Das erste Jivamukti Studio eröffnen sie in einem künstlerischen Brennpunkt in Manhattan, wo bekannte Dichter wie Allen Ginsberg Lesungen veranstalten. Bald trudeln Broadwaytänzer, Dichter und Musiker ein. Nonkonformisten mit Tattoos, Piercings und blauen und grünen Haaren. Die Sache beginnt hip zu werden – ähnlich wie Ende der 60er, als die Beatles zum Meditieren nach Indien gingen. Bald stehen Promis wie Madonna, Sting und Christy Turlington auf der Matte.
Mitte der 90er ist in Manhattan die Yogaszene schon am Blühen, während in Deutschland nur einige wenige in Stricksocken zum Kurs an der Volkshochschule gehen. Madonnas Lehrer David Life und seine Partnerin Sharon – die Gründer von Jivamukti Yoga – wollen die altertümlich anmutenden indischen Weisheiten aus dem Yoga in eine Form umzusetzen, die für den heutigen Großstädter und Westler leicht verdaulich ist. Ein fettarmer Yoga to go, quasi.

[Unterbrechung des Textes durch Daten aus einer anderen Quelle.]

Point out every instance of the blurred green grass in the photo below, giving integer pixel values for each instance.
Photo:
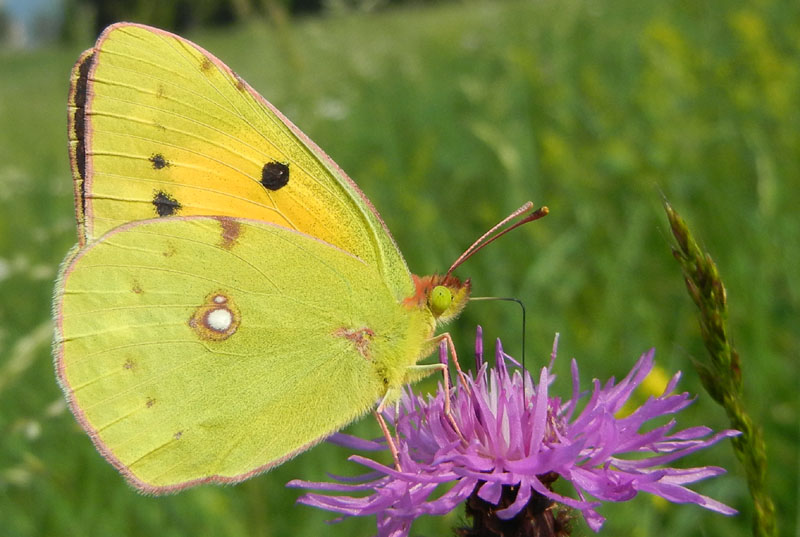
(449, 118)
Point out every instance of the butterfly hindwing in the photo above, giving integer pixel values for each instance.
(198, 349)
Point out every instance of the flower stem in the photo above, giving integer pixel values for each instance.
(721, 375)
(541, 517)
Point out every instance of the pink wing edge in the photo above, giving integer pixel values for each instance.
(146, 488)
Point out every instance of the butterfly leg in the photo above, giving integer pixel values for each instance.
(419, 371)
(446, 337)
(389, 439)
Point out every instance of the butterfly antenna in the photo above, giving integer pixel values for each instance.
(522, 306)
(523, 215)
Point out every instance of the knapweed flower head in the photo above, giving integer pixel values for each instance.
(514, 439)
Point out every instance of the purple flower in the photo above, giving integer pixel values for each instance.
(513, 441)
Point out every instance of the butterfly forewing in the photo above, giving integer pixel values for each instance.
(161, 128)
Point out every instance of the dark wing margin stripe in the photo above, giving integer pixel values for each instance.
(76, 122)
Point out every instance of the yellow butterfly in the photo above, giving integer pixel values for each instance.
(234, 298)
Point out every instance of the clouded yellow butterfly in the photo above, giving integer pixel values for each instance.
(234, 298)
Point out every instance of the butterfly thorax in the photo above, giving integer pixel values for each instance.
(444, 296)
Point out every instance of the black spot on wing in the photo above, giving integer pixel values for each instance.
(275, 175)
(158, 161)
(165, 204)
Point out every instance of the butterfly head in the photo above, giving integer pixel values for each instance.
(443, 296)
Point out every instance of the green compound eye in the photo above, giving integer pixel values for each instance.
(440, 299)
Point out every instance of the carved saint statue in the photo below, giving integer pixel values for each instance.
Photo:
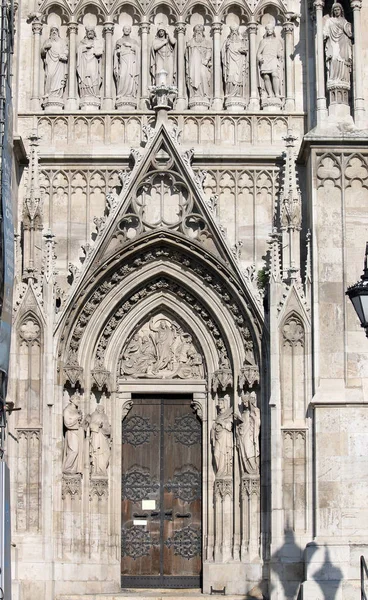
(100, 430)
(337, 33)
(222, 438)
(233, 54)
(74, 436)
(198, 58)
(54, 53)
(126, 65)
(89, 55)
(163, 56)
(247, 434)
(270, 62)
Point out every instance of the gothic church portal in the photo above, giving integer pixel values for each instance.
(191, 192)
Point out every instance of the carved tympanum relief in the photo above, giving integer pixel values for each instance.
(161, 349)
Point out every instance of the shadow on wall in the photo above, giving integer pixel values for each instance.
(288, 564)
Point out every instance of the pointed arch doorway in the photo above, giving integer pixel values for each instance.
(161, 509)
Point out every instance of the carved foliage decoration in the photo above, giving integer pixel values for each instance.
(138, 430)
(186, 542)
(186, 430)
(136, 542)
(186, 484)
(161, 349)
(137, 484)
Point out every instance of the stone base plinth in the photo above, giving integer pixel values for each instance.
(200, 104)
(235, 577)
(90, 103)
(126, 103)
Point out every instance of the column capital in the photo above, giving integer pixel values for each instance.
(144, 25)
(36, 27)
(216, 26)
(252, 27)
(108, 27)
(180, 27)
(356, 4)
(72, 27)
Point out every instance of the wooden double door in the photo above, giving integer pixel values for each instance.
(161, 534)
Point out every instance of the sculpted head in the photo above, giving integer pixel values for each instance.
(337, 10)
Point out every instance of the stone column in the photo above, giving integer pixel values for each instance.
(359, 111)
(253, 97)
(181, 103)
(320, 60)
(72, 102)
(108, 29)
(217, 103)
(37, 32)
(288, 28)
(144, 27)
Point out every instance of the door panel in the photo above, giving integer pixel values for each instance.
(161, 494)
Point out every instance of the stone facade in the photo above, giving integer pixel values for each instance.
(190, 211)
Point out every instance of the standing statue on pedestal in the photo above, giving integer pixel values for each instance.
(270, 66)
(74, 436)
(126, 70)
(89, 56)
(163, 56)
(235, 67)
(54, 53)
(100, 431)
(198, 59)
(337, 33)
(247, 434)
(222, 438)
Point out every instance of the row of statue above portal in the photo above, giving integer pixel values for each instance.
(199, 65)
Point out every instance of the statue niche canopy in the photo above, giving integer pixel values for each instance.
(161, 349)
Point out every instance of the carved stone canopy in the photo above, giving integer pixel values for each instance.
(161, 349)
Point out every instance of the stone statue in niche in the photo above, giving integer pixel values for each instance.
(161, 349)
(126, 70)
(198, 60)
(247, 434)
(338, 33)
(163, 56)
(74, 437)
(100, 442)
(235, 68)
(89, 57)
(222, 438)
(270, 66)
(54, 53)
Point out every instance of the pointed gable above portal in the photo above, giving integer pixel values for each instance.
(161, 192)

Jivamukti etabliert sich zu einem der neun anerkannten Stile des klassischen Hatha Yoga. Die physisch sehr herausfordernden Asanas (Körperübungen) sind verbunden mit tiefer Atmung, gesungenen Mantren in der altindischen Sprache Sanskrit und Meditation. Ethisch geht es um Vegetarismus, Umweltbewusstsein und Selbstbestimmung des Einzelnen. So die Theorie. Und jetzt kommt das Beste: Jivamutki-Schüler sollen mit fortgeschrittener Praxis immer ausgeglichener werden und dann in der Lage, dauerhaft glücklich und wirklich zufrieden zu sein – und das unabhängig von äußeren Umständen. Also äußerlich und innerlich schön, egal was kommt. Das will ich haben!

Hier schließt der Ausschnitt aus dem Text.